NBC’s Ben Collins Throws Tantrum Over Progressive Columnist’s Criticism of Him: ‘Fancy-A** Columns to S*** on Young Reporters’

 

A column by progressive writer Jonathan Chait in New York Magazine has triggered a profanity-laced meltdown from NBC News reporter Ben Collins on Twitter.

Under the headline “In Defense of Independent Opinion Journalism,” Chait leveled a criticism of Collins’s acceptance speech for a Walter Cronkite Award for Excellence in Television Political Journalism.

“Triumphs of the truth are not accidents. They are times the American media — including and especially those outside of the disinformation beat — did not equivocate and did not give an inch to lies and the liars who tell them … But it takes unity, and not capitulation, in these moments,” argued Collins. “There is no meeting liars halfway, because the truth then becomes one-half lie. We must simply be louder, and clearer, with the truth.”

“The notion that there are times when a journalist’s job is to give an inch, because the other side has a point, did not receive even a nod from Collins,” noted Chait. “If you contemplate this information war from the perspective of one trench, and then the other, you don’t have to draw a precise equivalent between the two to understand that is not exactly conducive to introspection.”
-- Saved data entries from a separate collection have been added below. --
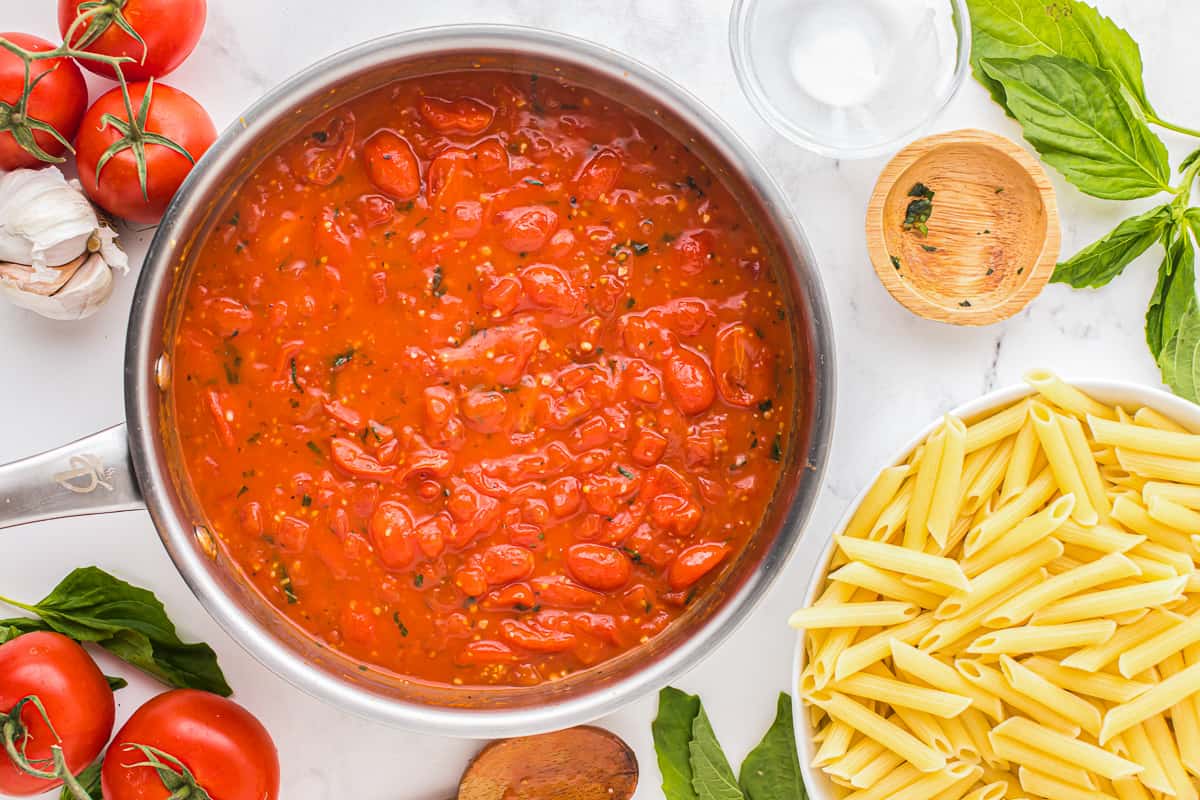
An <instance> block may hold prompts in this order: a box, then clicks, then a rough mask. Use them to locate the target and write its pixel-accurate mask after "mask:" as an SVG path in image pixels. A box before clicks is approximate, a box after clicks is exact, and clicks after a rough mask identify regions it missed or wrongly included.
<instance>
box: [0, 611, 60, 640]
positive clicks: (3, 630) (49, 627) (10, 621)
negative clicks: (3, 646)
mask: <svg viewBox="0 0 1200 800" xmlns="http://www.w3.org/2000/svg"><path fill="white" fill-rule="evenodd" d="M52 630H54V628H52V627H50V626H49V625H47V624H46V622H43V621H41V620H36V619H30V618H29V616H13V618H12V619H0V644H4V643H5V642H8V640H10V639H16V638H17V637H18V636H23V634H25V633H32V632H34V631H52Z"/></svg>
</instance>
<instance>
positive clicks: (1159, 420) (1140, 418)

This relatively mild critique of Collins’s philosophy was not taken to well by its target.

“Jon, speaking of the hack gap, if you’re going to complain about me in a column, reach out first. You didn’t,” replied Collins to Chait after he shared his column on Twitter. “Also, I stand by what I said in that speech, and you work is exactly what I’m talking about. I’m sorry for you that the winds are blowing away from arbitrary bothsidesism when two sides are asymmetrical, but thankfully it’s a boon to our profession that it is.”

Describing journalists like Chait as “country club weirdos,” Collins declared, “they’re just not living in the world we’re living in, and they’re the ones who get these fancy-ass columns to shit on young reporters. It’s wild.”

“And guess who our bosses listen to?” he complained. “Not the young reporters. The ones they meet at the cocktail parties.”

Collins was temporarily suspended from covering Elon Musk last year over his inappropriate remarks about the billionaire.

Chait responded by arguing that Collins’ impugnment of his ethical standards was meritless (“If I was reporting new claims about you, that would require a call for comment. Writing criticism of published work does not require reaching out for comment.”) and that Collins’ reaction to his piece should serve as further evidence of its insightfulness.